Some of the most extensive replication efforts are currently underway in psychology, also partly funded by the Center for Open Science. The Reproducibility Project: Psychology (distinct from the Reproducibility Initiative described above) currently involves over 150 researchers volunteering to replicate studies published in 2008 in three well-respected psychology journals (https://osf.io/ezcuj/wiki/home/). The failure to replicate a number of published results justifies this ongoing effort to increase study replication, but more important, the open and collaborative model pursued in these replications serve as a potential model for pursuing replication more widely. In a related project from the Center for Open Science, an entire issue of Social Psychology earlier this year was devoted to reporting replications of important studies (Nosek and Lakens, 2014) dating back as far as the 1930's (Klein et al., 2014). Some of the original studies were supported and some were not, and others appeared more complex than previously realized (Nosek and Lakens, 2014). As proposed more than a decade ago (Palmer, 2000), funding replications and allocating journal space to publishing them appears to increase their frequency. In the case of psychology, the Center for Open Science's strong and multi-faceted institutional support for replication has clearly also been important.

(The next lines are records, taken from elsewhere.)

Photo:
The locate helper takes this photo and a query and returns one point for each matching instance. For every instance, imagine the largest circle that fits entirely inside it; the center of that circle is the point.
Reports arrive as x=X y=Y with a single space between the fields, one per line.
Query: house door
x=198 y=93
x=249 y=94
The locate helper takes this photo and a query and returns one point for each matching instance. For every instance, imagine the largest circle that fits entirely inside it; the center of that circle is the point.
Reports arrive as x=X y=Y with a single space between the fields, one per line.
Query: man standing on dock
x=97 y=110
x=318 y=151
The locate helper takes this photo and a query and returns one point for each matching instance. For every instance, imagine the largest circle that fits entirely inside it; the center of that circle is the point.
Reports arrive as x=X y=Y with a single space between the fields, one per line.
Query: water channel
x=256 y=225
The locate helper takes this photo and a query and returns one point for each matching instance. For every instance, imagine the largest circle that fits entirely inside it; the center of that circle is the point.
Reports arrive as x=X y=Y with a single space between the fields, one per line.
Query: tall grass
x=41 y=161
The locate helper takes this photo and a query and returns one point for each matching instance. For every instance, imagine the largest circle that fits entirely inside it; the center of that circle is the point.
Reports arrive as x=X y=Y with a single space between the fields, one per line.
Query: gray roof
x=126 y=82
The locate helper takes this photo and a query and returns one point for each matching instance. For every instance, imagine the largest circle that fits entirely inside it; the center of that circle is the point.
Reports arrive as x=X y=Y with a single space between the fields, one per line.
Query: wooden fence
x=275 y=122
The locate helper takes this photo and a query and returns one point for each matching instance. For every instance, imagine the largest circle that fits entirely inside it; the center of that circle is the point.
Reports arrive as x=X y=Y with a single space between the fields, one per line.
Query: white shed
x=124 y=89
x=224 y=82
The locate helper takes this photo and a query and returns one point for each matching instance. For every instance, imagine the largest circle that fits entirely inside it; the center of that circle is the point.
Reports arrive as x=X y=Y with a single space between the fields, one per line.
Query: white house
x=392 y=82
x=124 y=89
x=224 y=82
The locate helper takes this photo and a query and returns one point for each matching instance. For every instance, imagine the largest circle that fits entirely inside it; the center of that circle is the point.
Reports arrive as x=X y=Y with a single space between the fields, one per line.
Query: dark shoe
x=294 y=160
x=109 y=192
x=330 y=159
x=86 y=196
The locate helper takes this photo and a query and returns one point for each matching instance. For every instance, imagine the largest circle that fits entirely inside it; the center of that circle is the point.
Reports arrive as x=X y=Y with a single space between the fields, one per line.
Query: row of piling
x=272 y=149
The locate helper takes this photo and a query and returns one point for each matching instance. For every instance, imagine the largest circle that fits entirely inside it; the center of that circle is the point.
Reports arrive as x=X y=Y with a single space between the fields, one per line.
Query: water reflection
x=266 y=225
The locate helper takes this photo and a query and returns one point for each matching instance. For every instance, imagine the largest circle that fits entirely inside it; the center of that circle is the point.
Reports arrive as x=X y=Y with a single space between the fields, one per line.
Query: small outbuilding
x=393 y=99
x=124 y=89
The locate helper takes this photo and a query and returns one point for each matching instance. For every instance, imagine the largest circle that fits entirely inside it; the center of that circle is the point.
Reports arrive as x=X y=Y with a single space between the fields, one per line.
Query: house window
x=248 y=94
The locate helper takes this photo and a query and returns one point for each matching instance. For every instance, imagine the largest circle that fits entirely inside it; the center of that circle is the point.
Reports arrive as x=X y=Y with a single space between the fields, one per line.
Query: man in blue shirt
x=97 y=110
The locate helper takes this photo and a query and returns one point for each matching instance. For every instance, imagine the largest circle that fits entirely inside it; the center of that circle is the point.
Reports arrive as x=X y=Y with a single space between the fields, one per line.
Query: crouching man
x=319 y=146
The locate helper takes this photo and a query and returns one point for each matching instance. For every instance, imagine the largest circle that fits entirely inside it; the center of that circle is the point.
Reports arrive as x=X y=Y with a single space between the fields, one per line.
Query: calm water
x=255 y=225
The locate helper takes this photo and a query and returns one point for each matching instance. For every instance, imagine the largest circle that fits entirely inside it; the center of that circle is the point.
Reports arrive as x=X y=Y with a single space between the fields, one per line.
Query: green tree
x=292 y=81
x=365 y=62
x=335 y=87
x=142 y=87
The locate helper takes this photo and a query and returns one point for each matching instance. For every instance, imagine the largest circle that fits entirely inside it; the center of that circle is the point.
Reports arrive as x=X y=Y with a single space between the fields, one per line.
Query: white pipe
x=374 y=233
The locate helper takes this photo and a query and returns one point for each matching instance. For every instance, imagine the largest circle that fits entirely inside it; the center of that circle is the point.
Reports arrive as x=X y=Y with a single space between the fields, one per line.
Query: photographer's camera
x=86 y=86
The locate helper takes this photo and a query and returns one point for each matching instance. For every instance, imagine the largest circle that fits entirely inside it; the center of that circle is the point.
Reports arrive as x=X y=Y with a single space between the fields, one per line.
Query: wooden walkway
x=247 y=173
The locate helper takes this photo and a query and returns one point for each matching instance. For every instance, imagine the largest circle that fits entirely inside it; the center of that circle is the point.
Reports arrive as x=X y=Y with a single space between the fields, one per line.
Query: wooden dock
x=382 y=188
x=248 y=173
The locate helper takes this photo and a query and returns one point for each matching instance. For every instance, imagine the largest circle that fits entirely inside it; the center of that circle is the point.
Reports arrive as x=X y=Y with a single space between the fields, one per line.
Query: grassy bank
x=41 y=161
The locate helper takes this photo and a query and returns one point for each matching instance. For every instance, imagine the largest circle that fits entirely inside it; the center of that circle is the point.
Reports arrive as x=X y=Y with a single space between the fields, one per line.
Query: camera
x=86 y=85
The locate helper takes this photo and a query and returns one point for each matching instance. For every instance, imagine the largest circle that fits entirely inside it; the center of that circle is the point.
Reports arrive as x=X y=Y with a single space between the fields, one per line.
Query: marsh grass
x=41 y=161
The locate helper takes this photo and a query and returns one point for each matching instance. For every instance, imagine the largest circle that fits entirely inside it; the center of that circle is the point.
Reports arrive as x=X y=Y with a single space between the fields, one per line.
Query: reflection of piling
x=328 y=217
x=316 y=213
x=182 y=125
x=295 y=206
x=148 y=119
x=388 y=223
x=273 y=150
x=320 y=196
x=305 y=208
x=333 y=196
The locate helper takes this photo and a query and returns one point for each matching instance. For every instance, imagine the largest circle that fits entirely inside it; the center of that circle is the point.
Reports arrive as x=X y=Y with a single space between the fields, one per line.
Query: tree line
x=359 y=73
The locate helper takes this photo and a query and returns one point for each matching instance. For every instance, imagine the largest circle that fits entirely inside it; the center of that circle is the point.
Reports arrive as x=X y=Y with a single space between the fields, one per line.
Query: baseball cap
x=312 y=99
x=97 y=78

Other proposals that may reduce biased reporting and increase replication abound. For instance, major funding agencies could devote a portion of their budgets to support worthy replications (Palmer, 2000) or could preferentially fund proposals that rest on better-replicated foundations (Parker, 2013). Simply ensuring that authors report sufficient methodological and statistical details (Nakagawa and Cuthill, 2007) is a useful step. To this end, standard guidelines are gaining support and endorsements in (bio-)medical sciences (e.g., ARRIVE—Animal Research: Reporting of In Vivo Experiments; Kilkenny et al., 2010) and even ecology (Hillebrand and Gurevitch, 2013). Such guidelines are inspired by various motives, but their common thread is that they should reduce selective reporting and facilitate replication. Providing publishing outlets that evaluate research based on the quality of the methods and inferences rather than on the appeal of the outcome should also help, but such journals may be of most use when complemented by incentives to publish negative results (http://www.scilogs.com/communication_breakdown/negative-results-plos-one/).

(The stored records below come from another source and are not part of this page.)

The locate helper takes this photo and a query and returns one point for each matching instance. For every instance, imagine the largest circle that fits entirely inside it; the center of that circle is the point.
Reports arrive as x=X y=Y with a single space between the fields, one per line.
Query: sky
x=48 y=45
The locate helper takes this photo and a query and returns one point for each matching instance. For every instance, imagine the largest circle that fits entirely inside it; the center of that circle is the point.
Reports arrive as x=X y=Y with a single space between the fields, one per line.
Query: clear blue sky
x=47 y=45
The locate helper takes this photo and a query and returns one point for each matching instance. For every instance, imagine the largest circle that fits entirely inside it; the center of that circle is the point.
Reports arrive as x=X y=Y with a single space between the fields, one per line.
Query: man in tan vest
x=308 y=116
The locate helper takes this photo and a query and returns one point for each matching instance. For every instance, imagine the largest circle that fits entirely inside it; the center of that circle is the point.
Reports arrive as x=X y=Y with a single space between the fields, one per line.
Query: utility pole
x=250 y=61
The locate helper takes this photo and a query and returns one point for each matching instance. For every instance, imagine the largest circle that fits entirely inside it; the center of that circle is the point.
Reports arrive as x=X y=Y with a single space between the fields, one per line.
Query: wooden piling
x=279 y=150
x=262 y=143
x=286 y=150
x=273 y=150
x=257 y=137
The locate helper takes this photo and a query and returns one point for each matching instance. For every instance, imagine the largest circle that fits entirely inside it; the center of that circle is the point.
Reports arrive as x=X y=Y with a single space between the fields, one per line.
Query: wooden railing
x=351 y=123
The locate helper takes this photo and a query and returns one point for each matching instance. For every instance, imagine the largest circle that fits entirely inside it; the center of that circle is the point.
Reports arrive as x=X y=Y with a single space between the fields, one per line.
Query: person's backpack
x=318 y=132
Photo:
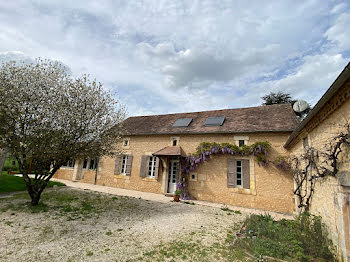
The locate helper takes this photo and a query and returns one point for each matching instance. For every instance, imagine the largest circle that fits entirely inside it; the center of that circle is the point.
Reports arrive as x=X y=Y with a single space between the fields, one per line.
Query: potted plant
x=177 y=195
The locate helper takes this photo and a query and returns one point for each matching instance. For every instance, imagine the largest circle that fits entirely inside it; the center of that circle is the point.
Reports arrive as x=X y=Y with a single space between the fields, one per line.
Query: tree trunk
x=35 y=198
x=3 y=153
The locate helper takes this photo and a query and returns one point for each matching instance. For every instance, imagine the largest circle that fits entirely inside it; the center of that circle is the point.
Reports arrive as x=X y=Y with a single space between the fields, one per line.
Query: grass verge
x=304 y=239
x=11 y=183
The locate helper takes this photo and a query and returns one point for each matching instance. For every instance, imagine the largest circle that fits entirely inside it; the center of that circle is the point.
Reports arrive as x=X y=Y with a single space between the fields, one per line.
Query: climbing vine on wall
x=205 y=151
x=314 y=163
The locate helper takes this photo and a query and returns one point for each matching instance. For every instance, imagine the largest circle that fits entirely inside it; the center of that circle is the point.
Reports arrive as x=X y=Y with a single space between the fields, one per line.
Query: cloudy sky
x=178 y=56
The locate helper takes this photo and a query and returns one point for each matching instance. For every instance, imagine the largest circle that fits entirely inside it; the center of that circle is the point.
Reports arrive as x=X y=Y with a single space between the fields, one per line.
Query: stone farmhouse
x=154 y=147
x=332 y=194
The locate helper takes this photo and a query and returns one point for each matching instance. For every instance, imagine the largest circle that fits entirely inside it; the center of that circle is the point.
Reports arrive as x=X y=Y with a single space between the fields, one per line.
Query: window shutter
x=246 y=173
x=117 y=164
x=156 y=170
x=231 y=167
x=143 y=166
x=128 y=165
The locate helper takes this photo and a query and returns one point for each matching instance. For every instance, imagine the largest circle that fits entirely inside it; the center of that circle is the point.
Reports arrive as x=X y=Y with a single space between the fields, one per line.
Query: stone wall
x=331 y=197
x=270 y=189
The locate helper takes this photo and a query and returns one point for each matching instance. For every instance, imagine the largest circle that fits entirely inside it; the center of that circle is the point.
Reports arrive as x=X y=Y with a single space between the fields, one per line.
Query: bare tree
x=48 y=118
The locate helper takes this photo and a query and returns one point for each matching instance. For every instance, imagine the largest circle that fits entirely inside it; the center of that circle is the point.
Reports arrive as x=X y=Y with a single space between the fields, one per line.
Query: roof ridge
x=216 y=110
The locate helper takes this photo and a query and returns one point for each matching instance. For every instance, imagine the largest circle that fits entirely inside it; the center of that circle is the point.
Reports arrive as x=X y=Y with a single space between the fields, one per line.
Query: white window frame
x=66 y=165
x=151 y=167
x=237 y=138
x=175 y=138
x=88 y=162
x=239 y=172
x=123 y=164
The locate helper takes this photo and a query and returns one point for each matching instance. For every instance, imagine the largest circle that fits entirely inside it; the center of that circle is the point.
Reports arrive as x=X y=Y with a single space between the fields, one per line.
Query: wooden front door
x=172 y=175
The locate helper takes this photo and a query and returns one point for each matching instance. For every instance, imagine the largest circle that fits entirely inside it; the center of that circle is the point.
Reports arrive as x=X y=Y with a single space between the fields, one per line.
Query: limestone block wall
x=331 y=197
x=270 y=188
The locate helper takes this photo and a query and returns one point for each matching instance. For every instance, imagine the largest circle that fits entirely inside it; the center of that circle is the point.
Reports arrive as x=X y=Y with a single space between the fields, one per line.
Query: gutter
x=337 y=84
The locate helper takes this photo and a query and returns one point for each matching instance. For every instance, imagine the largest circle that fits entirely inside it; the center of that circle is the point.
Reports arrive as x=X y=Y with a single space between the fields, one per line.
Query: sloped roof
x=273 y=118
x=170 y=151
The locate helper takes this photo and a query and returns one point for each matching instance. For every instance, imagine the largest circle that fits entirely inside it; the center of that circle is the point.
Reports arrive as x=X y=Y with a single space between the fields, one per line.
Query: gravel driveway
x=81 y=225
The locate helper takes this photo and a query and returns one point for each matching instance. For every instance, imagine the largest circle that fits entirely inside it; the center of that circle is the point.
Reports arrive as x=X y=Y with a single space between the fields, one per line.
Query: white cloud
x=214 y=54
x=310 y=80
x=340 y=31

Unfortunately, we lack model strategies for reducing the effects of some important negative institutional incentives. For instance, we know of no movements to counteract the growing trend for universities, research institutes, and funding agencies to evaluate researchers based on number of publications or impact factors of the journals in which they publish (Qiu, 2010). Given that this trend tends not to originate in or to be controlled by decisions at the level of the discipline, it may be more difficult to counteract. Widespread grassroots opposition to these evaluation methods could lead to advocacy by influential people and institutions, and thus ultimately to a reduction in the practice of evaluating researchers in this simplistic manner. Certainly without a public discussion of the perverse incentives imposed by these evaluation methods, they seem unlikely to change.

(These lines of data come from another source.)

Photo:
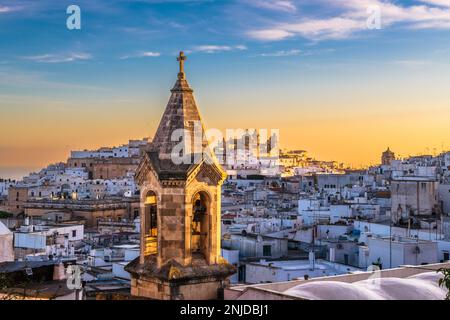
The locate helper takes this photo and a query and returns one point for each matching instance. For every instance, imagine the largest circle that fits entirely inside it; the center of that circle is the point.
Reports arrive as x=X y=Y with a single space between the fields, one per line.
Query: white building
x=279 y=271
x=400 y=251
x=6 y=244
x=55 y=239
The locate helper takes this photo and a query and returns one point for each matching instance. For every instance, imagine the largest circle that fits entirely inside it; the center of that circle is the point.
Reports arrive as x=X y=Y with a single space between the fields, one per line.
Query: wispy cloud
x=282 y=53
x=351 y=17
x=217 y=48
x=142 y=54
x=413 y=63
x=443 y=3
x=277 y=5
x=58 y=58
x=5 y=9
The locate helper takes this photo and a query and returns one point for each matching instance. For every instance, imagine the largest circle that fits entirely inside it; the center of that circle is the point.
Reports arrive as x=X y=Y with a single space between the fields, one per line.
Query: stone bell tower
x=180 y=208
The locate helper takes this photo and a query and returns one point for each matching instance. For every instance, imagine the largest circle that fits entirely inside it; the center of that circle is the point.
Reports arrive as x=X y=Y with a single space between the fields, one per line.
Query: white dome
x=419 y=287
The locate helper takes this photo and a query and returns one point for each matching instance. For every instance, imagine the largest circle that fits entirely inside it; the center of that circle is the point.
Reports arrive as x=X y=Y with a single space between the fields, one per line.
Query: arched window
x=200 y=223
x=151 y=223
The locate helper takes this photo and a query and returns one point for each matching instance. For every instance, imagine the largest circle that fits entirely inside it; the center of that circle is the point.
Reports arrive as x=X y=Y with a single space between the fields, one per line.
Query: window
x=267 y=250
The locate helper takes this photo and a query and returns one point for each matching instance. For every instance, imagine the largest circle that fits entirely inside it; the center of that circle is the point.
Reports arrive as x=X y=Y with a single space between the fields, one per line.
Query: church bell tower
x=180 y=255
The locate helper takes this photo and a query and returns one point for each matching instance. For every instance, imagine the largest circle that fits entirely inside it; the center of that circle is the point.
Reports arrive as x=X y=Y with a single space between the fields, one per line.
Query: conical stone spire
x=181 y=116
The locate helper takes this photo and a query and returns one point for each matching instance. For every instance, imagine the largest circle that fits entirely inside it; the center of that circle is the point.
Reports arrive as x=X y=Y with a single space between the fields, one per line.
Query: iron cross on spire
x=181 y=58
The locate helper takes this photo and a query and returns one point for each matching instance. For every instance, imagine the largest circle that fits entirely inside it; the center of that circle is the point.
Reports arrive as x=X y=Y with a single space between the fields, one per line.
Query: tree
x=445 y=281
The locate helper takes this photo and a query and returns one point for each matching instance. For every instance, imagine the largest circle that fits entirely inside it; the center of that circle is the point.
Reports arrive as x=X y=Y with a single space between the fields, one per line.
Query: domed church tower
x=180 y=255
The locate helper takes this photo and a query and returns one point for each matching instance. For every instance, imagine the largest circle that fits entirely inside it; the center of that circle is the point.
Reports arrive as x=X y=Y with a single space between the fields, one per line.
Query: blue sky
x=254 y=63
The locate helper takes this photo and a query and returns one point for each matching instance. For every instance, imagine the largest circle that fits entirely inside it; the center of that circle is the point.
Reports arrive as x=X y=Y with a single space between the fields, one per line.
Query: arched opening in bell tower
x=151 y=223
x=200 y=224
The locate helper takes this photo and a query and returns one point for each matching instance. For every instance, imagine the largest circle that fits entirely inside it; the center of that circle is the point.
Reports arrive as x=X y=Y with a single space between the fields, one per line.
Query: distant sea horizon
x=16 y=173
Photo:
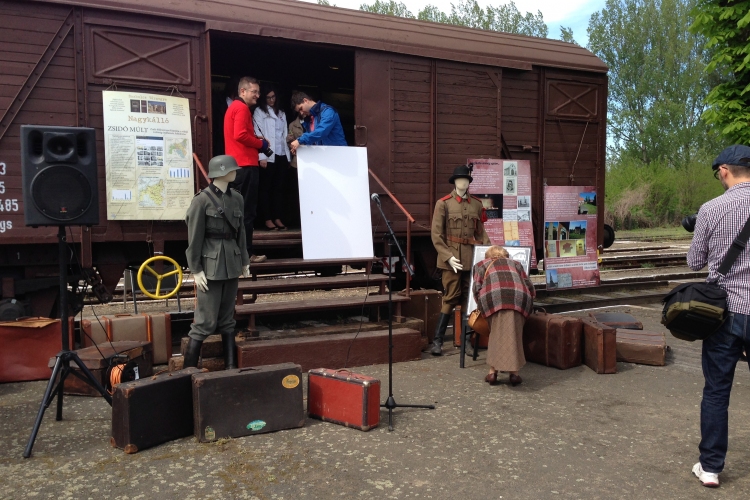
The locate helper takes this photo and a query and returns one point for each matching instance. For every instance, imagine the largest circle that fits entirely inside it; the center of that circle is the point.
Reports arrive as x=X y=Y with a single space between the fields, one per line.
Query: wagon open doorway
x=325 y=73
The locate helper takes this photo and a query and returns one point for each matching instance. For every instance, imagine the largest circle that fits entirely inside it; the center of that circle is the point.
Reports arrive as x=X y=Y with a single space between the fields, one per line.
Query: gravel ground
x=561 y=434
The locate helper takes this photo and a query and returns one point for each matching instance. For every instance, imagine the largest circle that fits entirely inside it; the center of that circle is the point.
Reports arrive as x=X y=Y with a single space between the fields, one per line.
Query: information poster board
x=504 y=186
x=148 y=156
x=570 y=259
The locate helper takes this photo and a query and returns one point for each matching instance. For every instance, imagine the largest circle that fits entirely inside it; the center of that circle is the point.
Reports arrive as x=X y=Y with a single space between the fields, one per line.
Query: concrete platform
x=561 y=434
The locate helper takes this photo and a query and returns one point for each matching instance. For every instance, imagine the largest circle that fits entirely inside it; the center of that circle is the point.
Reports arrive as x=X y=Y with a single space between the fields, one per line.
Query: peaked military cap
x=221 y=165
x=733 y=155
x=461 y=172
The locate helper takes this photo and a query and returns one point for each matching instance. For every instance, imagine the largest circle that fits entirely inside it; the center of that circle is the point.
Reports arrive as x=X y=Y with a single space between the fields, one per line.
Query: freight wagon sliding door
x=574 y=132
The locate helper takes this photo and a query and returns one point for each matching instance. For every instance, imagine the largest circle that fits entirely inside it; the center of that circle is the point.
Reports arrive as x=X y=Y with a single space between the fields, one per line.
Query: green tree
x=657 y=79
x=504 y=17
x=390 y=8
x=566 y=35
x=726 y=26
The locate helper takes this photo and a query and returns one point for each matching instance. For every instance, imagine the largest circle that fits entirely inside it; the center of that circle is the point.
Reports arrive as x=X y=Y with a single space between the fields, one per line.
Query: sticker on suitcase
x=290 y=381
x=256 y=425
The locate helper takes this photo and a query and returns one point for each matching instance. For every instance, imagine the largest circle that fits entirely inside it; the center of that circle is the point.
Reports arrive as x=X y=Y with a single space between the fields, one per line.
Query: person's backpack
x=695 y=311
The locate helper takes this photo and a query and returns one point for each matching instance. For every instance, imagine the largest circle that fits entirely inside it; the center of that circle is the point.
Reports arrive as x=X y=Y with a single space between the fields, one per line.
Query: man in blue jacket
x=322 y=128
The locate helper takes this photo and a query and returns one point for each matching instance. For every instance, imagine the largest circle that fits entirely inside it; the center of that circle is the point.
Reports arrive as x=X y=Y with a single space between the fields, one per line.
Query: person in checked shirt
x=718 y=223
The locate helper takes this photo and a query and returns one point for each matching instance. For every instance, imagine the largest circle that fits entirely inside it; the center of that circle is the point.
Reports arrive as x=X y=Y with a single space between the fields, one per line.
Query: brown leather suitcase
x=484 y=340
x=344 y=398
x=151 y=327
x=641 y=346
x=553 y=340
x=245 y=401
x=209 y=364
x=600 y=346
x=618 y=320
x=97 y=359
x=27 y=345
x=424 y=305
x=152 y=410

Where do the fields of evolution and ecology stand? Although the published discussion of the problem of biased reporting and poor replication (Palmer, 2000; Kelly, 2006; Nakagawa and Cuthill, 2007; Forstmeier and Schielzeth, 2011; Parker, 2013) is not new, and our conversations with colleagues suggest aspects of these problems are relatively widely recognized, little has yet been done. One exception is that in 2011, four prominent journals in our fields began requiring authors to deposit their raw data in publically accessible databases (e.g., Whitlock et al., 2010), and more journals are joining this movement. Unfortunately, data archiving is expected to go only a small way toward addressing biased reporting, not only because thorough re-analyses of such data sets will be time consuming and thus probably rare, but also because authors can still readily publish (and post raw data from) a biased subset of their work (Simmons et al., 2011). Further, data archiving does not create incentives to replicate important findings. Although data archiving itself has a number of issues and has been controversial (Roche et al., 2014), its adoption demonstrates that evolutionary biologists and ecologists and the institutions they constitute can accept and promote substantial changes in the way research is conducted and published. This is a hopeful sign.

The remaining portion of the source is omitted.